Tartışıyoruz, tartışıyoruz.

Daktilo misali her defasında başa dönüyoruz.

Uzmanlar, profesörler, pedagoglar konuşuyor, yazıyor ama istenen netice alınamıyor.

Peki, n’oluyor da bir şeyler ters gidiyor bu maarif sistemimizde?

Söyleyeyim.

(Bu işin müdavimi büyüklerimden özür dileyerek tabi ki);

Özgün bir Türk eğitim müfredatı getirmek istiyorsak eğer, öğrencinin kendine ve okuluna karşı güvenini zedeleyen her türlü faktörü, sınıf içi sınavları ortadan kaldırmamız gerekiyor. Sınavlar sadece, diploma edinme amaçlı ‘merkezi’ olarak, yılda en fazla 4 defa yapılabilir.

O da, şimdilik!

İkinci husus, karnelere monte edilen, öğrenciler arasında tefrika yaratan kurdele, takdir/teşekkür belgesi gibi her türlü absürt kavramı yok etmemiz üzerinedir.

E iyi de, yerlerine ne getirelim?

Kolayı var.

Ne demiş, rahmetli Demirel?

“Efendim, binaenaleyh, demokrasilerde çare tükenmez”.

Öğrencilere, sosyal aktivitede bulunabilecekleri bir kuruma, 1 yıllık abonelik hediye edilebilir mesela.

Olmadı laptop, tablet, kitap seti gibi gelişime teşvik edici hediyeler sunulabilir ama sınıf birincisi, ikincisi, üçüncüsü gibi ulaşılması zor, yıldırıcı hiyerarşik katmanlara göre değil, belli bir puantaj çıtasını aşan her öğrenciye sunulmalıdır.

Bunların hepsi, külfet tabi ki de…

Farkındayım!

Yüzlerce işadamımız var memlekette.

Birer laptop, tablet feda edemiyorlar mı, şu ülkenin geleceğine?

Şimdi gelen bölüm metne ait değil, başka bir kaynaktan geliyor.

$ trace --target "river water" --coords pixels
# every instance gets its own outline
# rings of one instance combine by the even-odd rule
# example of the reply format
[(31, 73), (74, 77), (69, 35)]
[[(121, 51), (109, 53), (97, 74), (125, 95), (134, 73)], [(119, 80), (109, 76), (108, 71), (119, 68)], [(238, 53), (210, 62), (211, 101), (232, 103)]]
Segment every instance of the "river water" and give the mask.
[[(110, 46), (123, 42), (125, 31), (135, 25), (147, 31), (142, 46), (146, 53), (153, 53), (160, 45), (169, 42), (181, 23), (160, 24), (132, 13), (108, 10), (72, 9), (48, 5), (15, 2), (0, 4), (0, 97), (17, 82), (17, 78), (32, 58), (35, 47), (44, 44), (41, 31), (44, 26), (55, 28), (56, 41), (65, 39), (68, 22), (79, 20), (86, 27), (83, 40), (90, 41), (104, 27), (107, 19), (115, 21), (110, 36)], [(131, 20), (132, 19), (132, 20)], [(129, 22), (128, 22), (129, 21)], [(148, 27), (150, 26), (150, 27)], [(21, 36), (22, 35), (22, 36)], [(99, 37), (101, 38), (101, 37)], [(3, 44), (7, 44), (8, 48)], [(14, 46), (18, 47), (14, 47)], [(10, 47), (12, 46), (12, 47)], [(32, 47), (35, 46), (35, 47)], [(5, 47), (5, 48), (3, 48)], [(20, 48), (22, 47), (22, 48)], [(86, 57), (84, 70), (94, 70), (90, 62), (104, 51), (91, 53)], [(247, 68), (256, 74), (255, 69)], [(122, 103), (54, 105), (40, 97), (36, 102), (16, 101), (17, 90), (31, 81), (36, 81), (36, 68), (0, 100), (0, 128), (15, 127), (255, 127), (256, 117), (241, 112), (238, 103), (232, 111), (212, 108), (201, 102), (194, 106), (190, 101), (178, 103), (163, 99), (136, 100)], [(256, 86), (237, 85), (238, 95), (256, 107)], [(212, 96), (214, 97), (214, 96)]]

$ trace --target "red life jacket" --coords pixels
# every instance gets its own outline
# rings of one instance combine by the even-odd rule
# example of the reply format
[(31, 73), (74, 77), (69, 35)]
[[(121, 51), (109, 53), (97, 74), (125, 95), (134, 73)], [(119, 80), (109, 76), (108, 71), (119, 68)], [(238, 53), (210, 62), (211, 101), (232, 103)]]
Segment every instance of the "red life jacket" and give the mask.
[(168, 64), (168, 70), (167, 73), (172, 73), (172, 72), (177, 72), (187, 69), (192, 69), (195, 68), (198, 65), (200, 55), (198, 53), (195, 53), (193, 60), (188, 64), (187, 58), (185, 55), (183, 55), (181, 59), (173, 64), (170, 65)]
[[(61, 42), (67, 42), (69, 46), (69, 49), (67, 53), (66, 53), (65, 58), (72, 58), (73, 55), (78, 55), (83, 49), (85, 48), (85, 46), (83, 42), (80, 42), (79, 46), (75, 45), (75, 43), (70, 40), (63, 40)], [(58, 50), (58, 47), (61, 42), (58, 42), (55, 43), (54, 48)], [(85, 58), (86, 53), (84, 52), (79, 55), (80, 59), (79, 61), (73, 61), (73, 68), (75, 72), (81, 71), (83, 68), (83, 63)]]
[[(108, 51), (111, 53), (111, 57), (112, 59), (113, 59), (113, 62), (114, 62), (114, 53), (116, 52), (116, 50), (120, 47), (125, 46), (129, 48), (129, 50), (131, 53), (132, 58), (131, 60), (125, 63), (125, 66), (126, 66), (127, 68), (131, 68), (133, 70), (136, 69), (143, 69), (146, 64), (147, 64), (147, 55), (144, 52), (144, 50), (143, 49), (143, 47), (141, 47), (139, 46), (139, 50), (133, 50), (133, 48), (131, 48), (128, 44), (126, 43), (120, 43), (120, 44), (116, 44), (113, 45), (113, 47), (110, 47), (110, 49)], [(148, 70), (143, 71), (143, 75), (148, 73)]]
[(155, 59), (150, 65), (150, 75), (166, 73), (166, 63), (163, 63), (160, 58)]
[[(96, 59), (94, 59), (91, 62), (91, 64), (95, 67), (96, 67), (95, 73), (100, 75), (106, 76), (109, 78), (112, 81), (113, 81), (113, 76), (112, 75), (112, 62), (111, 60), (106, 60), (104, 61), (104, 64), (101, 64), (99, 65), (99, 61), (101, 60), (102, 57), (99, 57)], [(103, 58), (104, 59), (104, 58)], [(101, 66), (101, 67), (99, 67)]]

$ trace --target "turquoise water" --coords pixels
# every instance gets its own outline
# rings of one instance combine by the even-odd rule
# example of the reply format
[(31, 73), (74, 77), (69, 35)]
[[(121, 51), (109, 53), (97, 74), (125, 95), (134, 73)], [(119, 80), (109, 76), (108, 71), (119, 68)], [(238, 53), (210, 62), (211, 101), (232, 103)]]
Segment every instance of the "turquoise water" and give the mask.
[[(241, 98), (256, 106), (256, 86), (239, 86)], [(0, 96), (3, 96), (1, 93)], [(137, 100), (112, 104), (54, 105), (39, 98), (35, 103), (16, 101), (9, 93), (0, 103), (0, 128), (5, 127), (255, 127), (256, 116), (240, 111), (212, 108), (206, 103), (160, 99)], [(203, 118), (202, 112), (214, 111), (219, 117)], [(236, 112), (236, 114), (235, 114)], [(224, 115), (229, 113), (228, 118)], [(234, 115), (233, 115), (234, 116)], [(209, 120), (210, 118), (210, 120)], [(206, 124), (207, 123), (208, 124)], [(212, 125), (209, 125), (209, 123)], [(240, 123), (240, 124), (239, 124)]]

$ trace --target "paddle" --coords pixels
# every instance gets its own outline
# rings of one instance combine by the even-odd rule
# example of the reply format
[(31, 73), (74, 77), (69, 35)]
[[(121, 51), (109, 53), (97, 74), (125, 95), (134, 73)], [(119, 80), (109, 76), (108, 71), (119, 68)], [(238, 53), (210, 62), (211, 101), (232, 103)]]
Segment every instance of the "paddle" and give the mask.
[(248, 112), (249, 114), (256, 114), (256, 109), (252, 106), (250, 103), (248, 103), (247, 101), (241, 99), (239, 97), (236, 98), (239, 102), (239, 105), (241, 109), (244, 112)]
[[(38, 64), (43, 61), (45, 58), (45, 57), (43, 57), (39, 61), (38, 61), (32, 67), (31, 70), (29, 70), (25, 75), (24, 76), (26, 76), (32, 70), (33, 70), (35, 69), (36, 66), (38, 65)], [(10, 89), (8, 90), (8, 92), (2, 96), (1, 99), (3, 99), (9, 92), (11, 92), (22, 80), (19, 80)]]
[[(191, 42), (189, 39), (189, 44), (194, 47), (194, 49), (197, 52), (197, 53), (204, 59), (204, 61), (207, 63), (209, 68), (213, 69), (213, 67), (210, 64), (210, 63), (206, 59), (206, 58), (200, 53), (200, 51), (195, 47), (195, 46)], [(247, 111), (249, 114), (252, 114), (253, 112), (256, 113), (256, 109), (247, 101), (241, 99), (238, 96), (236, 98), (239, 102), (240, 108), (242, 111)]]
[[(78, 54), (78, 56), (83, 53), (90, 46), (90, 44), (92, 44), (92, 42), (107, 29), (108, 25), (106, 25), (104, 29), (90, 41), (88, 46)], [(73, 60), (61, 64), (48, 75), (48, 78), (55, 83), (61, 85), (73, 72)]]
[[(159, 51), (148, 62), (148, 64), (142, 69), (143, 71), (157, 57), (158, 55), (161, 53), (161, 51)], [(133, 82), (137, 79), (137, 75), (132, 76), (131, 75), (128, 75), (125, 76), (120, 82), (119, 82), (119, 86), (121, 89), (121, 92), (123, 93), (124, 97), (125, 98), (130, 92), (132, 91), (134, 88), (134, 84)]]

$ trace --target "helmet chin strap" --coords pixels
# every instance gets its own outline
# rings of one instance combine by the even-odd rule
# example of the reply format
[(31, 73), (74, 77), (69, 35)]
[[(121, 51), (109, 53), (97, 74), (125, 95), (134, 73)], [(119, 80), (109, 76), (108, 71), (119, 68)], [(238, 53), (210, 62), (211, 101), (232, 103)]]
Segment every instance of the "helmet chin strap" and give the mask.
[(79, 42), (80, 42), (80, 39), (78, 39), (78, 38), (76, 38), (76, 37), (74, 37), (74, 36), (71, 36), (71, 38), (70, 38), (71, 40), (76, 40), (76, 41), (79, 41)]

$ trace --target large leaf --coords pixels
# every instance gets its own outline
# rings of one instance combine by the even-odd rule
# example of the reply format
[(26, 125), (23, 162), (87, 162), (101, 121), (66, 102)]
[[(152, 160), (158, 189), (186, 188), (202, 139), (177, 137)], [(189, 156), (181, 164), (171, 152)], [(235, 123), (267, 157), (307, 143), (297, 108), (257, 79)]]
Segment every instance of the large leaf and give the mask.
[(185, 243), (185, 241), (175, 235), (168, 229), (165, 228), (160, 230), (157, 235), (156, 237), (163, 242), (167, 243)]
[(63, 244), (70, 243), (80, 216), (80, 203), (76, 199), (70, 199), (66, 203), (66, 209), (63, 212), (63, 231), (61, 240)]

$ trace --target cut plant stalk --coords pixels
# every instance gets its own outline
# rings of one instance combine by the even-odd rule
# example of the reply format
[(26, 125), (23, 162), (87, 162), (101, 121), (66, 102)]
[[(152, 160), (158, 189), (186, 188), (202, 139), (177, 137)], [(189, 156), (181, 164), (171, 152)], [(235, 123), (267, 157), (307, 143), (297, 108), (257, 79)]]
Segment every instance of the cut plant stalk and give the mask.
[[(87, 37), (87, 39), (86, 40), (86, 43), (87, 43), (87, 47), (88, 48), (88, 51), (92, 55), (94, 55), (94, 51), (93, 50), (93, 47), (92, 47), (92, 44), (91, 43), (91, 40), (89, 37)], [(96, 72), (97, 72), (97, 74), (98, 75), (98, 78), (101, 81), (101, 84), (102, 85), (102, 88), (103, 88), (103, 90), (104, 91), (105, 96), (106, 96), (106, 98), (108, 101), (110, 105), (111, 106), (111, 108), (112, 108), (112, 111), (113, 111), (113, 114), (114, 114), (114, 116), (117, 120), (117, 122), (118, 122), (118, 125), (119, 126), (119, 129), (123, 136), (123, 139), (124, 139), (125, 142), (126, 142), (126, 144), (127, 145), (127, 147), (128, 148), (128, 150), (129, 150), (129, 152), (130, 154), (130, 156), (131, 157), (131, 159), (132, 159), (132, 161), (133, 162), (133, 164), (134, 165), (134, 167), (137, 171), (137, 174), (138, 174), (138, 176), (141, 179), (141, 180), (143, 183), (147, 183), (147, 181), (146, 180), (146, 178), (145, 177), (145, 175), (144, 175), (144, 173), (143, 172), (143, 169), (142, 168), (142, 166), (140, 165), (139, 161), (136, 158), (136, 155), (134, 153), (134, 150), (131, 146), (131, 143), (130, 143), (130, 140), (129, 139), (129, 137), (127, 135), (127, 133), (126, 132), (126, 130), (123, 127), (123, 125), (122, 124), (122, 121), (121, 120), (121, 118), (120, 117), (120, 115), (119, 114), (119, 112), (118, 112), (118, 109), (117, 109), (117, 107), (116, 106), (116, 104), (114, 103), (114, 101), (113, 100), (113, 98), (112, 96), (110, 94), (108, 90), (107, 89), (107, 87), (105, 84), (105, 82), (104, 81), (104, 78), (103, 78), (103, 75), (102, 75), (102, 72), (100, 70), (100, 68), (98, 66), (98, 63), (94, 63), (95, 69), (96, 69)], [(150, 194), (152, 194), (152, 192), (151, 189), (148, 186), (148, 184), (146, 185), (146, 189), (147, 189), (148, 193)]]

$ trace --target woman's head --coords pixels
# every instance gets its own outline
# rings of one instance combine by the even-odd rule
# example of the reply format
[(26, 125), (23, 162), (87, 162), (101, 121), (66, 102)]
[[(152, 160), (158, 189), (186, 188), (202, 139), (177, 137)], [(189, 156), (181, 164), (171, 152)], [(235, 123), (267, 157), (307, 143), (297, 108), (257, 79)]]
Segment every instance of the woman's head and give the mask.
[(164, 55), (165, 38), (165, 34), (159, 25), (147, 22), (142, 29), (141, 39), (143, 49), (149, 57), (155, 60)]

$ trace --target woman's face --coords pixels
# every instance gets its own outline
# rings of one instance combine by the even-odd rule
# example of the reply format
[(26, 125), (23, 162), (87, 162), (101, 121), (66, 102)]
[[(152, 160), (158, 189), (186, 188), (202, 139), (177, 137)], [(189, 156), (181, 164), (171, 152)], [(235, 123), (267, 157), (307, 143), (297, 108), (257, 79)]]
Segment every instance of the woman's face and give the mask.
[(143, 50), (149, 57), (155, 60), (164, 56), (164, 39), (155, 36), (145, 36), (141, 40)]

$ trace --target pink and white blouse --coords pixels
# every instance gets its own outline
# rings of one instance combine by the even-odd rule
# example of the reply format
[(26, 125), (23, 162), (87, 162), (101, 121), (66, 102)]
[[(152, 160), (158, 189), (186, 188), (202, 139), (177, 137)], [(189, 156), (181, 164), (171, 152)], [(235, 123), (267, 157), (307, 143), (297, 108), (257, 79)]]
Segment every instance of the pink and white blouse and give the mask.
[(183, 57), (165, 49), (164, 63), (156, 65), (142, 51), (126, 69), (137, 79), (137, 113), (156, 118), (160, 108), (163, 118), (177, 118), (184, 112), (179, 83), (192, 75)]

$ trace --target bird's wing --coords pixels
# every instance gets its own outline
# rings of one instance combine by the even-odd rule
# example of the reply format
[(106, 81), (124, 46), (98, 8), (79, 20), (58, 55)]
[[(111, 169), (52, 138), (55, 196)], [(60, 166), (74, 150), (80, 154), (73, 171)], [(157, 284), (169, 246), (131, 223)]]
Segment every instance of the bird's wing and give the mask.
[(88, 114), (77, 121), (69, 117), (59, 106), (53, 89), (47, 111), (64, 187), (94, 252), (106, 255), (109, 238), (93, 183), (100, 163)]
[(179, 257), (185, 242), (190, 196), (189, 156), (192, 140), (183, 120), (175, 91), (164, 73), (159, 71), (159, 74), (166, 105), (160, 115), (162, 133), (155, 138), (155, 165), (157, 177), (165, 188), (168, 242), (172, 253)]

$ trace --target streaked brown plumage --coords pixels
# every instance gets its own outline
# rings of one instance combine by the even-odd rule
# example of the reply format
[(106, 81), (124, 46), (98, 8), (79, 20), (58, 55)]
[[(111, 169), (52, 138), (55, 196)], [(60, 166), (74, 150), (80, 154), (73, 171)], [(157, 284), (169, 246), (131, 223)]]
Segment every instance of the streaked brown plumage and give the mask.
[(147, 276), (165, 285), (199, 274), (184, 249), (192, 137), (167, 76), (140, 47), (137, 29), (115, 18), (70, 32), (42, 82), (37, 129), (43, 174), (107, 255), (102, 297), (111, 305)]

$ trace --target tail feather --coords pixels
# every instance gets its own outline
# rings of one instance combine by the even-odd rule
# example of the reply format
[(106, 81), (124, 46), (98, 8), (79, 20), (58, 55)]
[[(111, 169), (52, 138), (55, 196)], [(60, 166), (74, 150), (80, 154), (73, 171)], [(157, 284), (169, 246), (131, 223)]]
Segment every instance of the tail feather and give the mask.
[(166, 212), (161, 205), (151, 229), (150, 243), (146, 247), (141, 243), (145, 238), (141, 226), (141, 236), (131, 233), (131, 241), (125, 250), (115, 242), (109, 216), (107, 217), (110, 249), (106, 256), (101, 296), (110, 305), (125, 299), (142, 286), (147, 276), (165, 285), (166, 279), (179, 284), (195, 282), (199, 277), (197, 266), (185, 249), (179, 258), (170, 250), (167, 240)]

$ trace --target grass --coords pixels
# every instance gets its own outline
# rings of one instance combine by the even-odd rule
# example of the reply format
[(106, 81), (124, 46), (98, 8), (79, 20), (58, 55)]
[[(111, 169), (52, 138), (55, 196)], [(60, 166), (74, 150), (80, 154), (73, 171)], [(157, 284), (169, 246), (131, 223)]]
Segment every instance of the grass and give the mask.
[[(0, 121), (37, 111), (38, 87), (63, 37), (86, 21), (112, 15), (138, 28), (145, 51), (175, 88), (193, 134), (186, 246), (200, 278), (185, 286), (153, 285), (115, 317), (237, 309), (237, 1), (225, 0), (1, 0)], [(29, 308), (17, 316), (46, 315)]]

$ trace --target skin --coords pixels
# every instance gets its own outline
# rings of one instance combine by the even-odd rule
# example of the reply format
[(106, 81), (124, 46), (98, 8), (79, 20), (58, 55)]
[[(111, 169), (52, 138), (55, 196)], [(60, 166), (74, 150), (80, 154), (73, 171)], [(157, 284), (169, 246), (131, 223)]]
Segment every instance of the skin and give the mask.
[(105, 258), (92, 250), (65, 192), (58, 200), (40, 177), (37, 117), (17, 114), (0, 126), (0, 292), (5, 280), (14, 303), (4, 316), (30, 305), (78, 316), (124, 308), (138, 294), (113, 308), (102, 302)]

Bugün o laptopla ders çalışıp başaran, bir yerlere gelen çocuklar, yarın o holdinglerin önemli kademelerinde istihdam edilmeyecekler mi?

Ve bu sayede, beyin göçünün önüne geçilmeyecek mi?

Çocuk, “devletim bana sahip çıkıyor” güdüsüyle, derslerine daha sıkı sarılmayacak mı?

Bunları düşünmek lazım…

Üçüncü koşulum ise ders saatlerinin ve çeşitlerinin düşürülmesi üzerinedir.

Bana göre öğrencilerin, günde 6 ila 8 saatlik o yoğun, o yorucu, kasvetli, verimsiz ders maratonuna sokulması yerine, en fazla 4 ya da 5’er saatlik dilimlerde okutulması, en azından verim açısından daha işlevsel olacaktır.

Diyeceğim o ki;

8 saatte hiçbir şey öğretemeyene kadar, 4 saatte adam gibi öğretelim.

Ama öğretelim!

Ders çeşitlerine gelince…

Bırakınız, tüm dersler seçmeli olsun!

Ciddiyim!

Bu matematik baskısı niye mesela?

Herkes matematik öğrenecek diye bir kaide var mı?

Öğrenmek istemeyen, öğrenmesin efendim.

Zorla burunlarına tepiyoruz da, n’oluyor?

Ne değişiyor?

Sevmediği mamayı, ağzına teptiğimiz bebeler misali…

Sondan kaçıncıyız matematik başarısında, ortada değil mi?

Kim, neyi istiyorsa onu seçsin ve okusun.

Sonuçta, öğrencinin önüne belli başlı dersler konulmayacak mı?

Her kategori için ayrı birer sınıf açılmayacak mı?

Açılacak.

Tıpkı lise ikinci sınıftaki branş seçimine benzer bir seçim usulü, niye olmasın?

O sınıflara, sonuçta seçilen derslerin öğretmenleri girmeyecek mi?

Girecek.

Zor bir şey değil ki bu!

Son olarak;

Bakınız bizler, kamu mallarına pek saygılı olmayan bir milletiz.

Doğruya doğru!

Okul sıraları “Ayşen <3 Serhat”larla dolu.

Vernikler 1 yıl dayanmıyor!

Affedersiniz, tuvalet ve çevre temizliğimiz de aynı şekilde.

Rezalet! Hizmetliler ne yapsın, nereye yetişsin?

Bu terbiyeyi çocuklara ve gençlere vermek için bizim, Japonya’yı model almamız yeterlidir. Ben, çok beğeniyorum Japonları bu konuda.

Okulda hizmetlinin yetişemediği yerleri, öğrencilere temizletelim, bakın bir daha yapıyorlar mı aynı hatayı! Vernikleri de onlara yaptıralım, her türlü tamiratı da… Sonucu hep beraber görelim.